Foto: Daniel Merbitz

Der Kongress stand unter der Überschrift „Educators and their unions taking the lead“. Er war ein Signal der Geschlossenheit und Ermutigung angesichts weltweit zunehmender Angriffe auf demokratische Rechte und öffentliche Bildung. Die Australierin Susan Hopgood, die in Bangkok für vier weitere Jahre als BI-Präsidentin bestätigt wurde, forderte die Delegierten auf, Verantwortung zu übernehmen: „In einer Zeit, in der die Demokratie durch Despoten bedroht wird und ums Überleben kämpft, haben wir keine Wahl. Wir müssen mit gutem Beispiel vorangehen, indem wir Haltung zeigen und auf Gerechtigkeit bestehen.“ Pädagoginnen und Pädagogen hätten die Pflicht, Unwahrheiten aufzudecken und den Lernenden Fakten zu vermitteln: „Wir müssen gegen Lügen und Dunkelheit kämpfen.“

Generationenwechsel in der BI

BI-Generalsekretär David Edwards betonte in seinem Rechenschaftsbericht, dass sich die Probleme in den Ländern trotz aller Unterschiede der nationalen Bildungssysteme oft glichen. Zu den wichtigsten Herausforderungen zählte Edwards die zunehmende Privatisierung und Kommerzialisierung von Bildung, eine gesicherte Bildungsfinanzierung, Inklusion und Chancengleichheit sowie Digitalisierung, Migration und Klimawandel. Als großen politischen Erfolg der BI wertete er, dass es gelungen sei, Bildung als eigenständiges Entwicklungsziel in den UN-Nachhaltigkeitszielen zu verankern.

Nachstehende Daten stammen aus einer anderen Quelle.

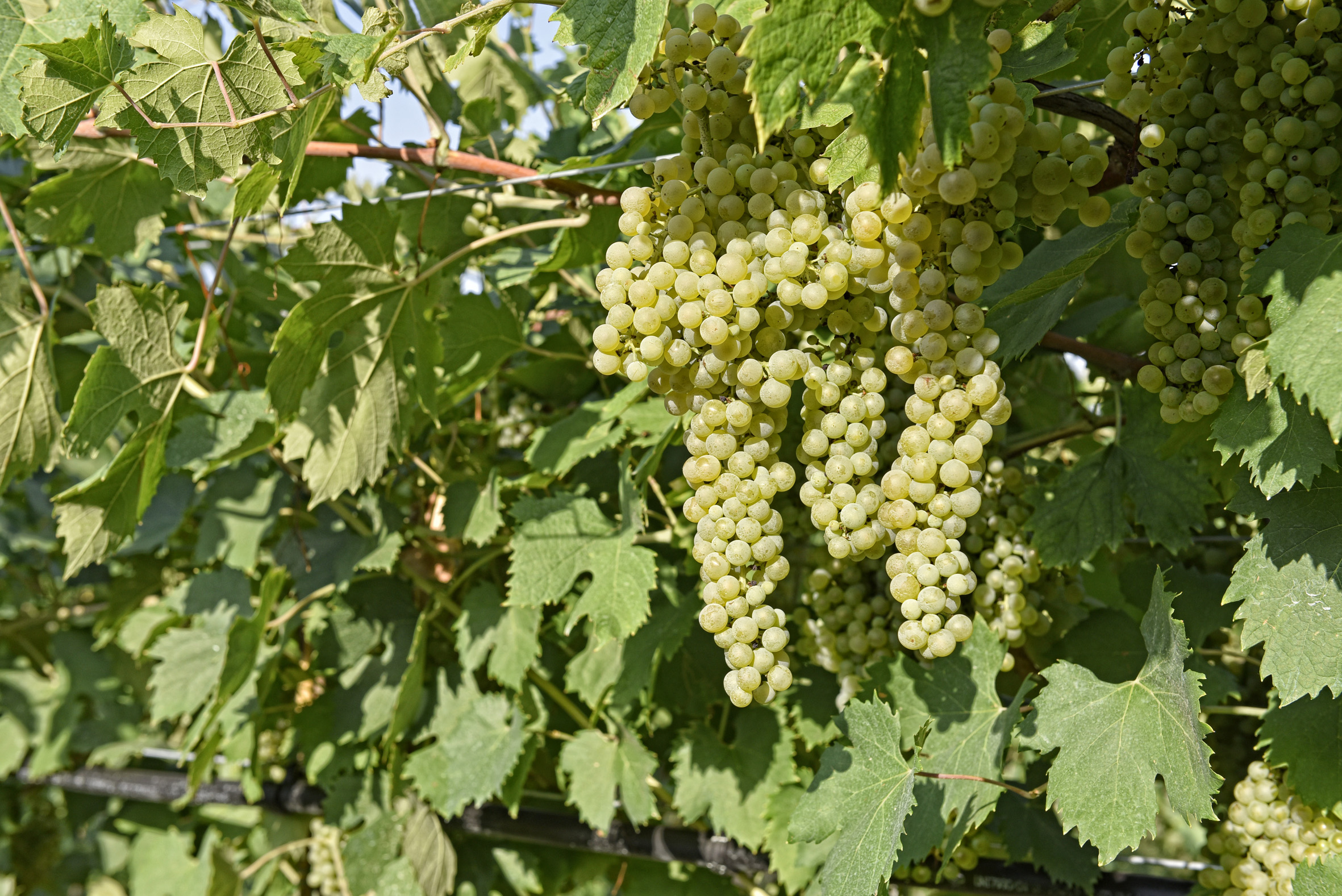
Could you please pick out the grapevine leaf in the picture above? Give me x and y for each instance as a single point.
(970, 726)
(620, 38)
(190, 664)
(1289, 582)
(137, 372)
(20, 28)
(1032, 832)
(481, 339)
(477, 746)
(598, 766)
(850, 157)
(1291, 265)
(430, 852)
(352, 60)
(794, 863)
(254, 191)
(352, 397)
(509, 636)
(560, 538)
(1305, 737)
(121, 199)
(1320, 879)
(286, 10)
(1301, 351)
(1114, 739)
(1282, 441)
(732, 785)
(957, 66)
(186, 87)
(783, 65)
(30, 423)
(1081, 511)
(1024, 303)
(865, 794)
(61, 89)
(1040, 47)
(227, 424)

Der 44-jährige US-Amerikaner ist erst der zweite Generalsekretär seit Gründung der BI im Jahr 1993 und steht für den Generationenwechsel in der Weltorganisation. Edwards hatte das Amt 2018 von seinem langjährigen Vorgänger, dem Niederländer Fred van Leeuwen übernommen. Den Delegierten in Bangkok gegenüber, die ihn als Generalsekretär im Amt bestätigten, gab er sich zuversichtlich und kämpferisch: „Wir bringen berufliche Professionalität, die Stärke unserer Gewerkschaftsbewegung und den Glauben an soziale Gerechtigkeit zusammen.“

Kampf gegen Armut

Ein Höhepunkt des Kongresses war die Rede des Inders Kailash Satyarthi, der 2014 für seinen unermüdlichen Einsatz gegen Kinderarbeit mit dem Friedensnobelpreis ausgezeichnet wurde. Es sei nicht hinnehmbar, dass noch immer 1,3 Milliarden Menschen in Armut leben, davon mehr als die Hälfte jünger als 18 Jahre. „Kinder tragen überall die Hauptlast der Ungleichheit“, so Satyarthi. Er forderte mehr Anstrengungen, die UN-Nachhaltigkeitsziele zu verwirklichen, insbesondere Ziel 4, das gute kostenlose Bildung für alle Menschen verspricht. Dafür würden weltweit zusätzlich 69 Millionen qualifizierte Lehrkräfte benötigt. Satyarthi warb um Unterstützung der von ihm ins Leben gerufenen Kampagne 100 Million. Ihr Ziel: die Ausbeutung von Millionen Kindern und Jugendlichen zu beenden und dafür zu sorgen, dass diese in Freiheit und Sicherheit aufwachsen und eine Schule besuchen können.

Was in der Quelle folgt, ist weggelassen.